COMPMID-661: Vectorize im2col and add lws heuristics for convolution kernels #46

Change-Id: Idaab987384d6a12a114f609abd50446fd94536b2
Reviewed-on: https://eu-gerrit-1.euhpc.arm.com/110879
Tested-by: BSG Visual Compute Jenkins server to access repositories on http://mpd-gerrit.cambridge.arm.com <bsgcomp@arm.com>
Reviewed-by: Anthony Barbier <anthony.barbier@arm.com>
diff --git a/src/core/CL/kernels/CLGEMMMatrixMultiplyKernel.cpp b/src/core/CL/kernels/CLGEMMMatrixMultiplyKernel.cpp
index d39dcdb..16706dd 100644
--- a/src/core/CL/kernels/CLGEMMMatrixMultiplyKernel.cpp
+++ b/src/core/CL/kernels/CLGEMMMatrixMultiplyKernel.cpp
@@ -68,7 +68,19 @@
     GPUTarget arch_target = get_arch_from_target(get_target());
 
     // Configure LWS hint
-    _lws_hint = (output->info()->dimension(1) == 196) ? cl::NDRange(1, 7) : cl::NDRange(8, 8);
+    if(arch_target == GPUTarget::BIFROST && input1->info()->dimension(1) == 24)
+    {
+        // LWS optimized for the 11x11 AlexNet convolution on Bifrost.

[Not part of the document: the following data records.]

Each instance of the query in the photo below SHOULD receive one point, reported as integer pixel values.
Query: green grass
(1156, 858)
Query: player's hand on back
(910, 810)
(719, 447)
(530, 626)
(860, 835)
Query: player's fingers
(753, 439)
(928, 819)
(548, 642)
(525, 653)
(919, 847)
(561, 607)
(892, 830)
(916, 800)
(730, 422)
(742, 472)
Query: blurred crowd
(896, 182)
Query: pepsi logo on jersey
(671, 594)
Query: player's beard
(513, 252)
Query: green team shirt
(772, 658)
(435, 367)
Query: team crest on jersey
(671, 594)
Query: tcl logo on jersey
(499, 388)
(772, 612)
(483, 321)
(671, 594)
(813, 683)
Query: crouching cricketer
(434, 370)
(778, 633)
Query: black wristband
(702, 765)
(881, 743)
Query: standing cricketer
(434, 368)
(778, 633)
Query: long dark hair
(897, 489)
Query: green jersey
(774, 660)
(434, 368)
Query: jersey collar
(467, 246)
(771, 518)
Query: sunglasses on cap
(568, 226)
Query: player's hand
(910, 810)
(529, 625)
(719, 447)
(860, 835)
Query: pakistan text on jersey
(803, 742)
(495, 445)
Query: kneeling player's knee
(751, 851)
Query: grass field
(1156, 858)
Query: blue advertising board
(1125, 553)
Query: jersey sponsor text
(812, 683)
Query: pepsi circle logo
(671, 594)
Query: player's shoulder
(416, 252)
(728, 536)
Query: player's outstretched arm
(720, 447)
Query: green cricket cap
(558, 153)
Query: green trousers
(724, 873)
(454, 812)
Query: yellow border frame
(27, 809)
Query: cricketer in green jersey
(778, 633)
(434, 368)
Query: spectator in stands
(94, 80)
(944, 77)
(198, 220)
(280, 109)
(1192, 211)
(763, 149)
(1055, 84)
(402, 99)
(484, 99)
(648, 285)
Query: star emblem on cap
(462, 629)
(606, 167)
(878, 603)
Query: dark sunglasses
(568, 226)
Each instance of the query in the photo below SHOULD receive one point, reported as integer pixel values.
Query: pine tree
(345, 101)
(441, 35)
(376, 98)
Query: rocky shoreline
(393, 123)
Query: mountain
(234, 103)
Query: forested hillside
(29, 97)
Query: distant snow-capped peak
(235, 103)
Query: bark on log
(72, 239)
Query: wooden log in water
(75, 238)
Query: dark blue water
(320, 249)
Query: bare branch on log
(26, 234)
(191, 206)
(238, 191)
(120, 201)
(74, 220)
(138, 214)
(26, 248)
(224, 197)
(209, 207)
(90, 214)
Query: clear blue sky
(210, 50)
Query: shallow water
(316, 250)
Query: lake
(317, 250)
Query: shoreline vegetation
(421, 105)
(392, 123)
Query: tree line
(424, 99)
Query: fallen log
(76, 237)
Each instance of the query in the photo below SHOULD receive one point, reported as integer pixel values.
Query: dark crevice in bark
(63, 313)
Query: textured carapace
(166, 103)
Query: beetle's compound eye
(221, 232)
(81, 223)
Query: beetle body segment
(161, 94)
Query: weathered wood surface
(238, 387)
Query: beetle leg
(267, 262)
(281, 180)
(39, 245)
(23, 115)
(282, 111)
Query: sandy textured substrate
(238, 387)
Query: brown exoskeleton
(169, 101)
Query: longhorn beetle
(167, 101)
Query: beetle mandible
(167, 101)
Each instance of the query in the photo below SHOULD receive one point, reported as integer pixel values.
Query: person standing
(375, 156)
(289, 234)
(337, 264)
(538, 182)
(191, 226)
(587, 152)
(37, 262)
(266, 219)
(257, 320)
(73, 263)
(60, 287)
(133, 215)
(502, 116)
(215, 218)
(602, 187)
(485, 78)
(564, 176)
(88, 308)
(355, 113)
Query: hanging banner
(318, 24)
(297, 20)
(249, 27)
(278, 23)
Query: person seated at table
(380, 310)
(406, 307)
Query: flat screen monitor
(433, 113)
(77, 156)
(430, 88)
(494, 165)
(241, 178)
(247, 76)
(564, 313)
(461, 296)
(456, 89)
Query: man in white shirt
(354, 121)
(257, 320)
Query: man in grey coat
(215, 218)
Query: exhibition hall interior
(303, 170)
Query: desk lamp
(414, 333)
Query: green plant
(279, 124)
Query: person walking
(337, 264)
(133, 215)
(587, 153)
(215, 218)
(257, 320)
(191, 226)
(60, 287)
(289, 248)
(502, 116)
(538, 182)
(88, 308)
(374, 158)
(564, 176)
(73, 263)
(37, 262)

+        _lws_hint = cl::NDRange(2, 2);
+    }
+    else if(output->info()->dimension(1) == 196)
+    {
+        _lws_hint = cl::NDRange(1, 7);
+    }
+    else
+    {
+        _lws_hint = cl::NDRange(8, 8);
+    }
 
     // Create build options
     CLBuildOptions build_opts;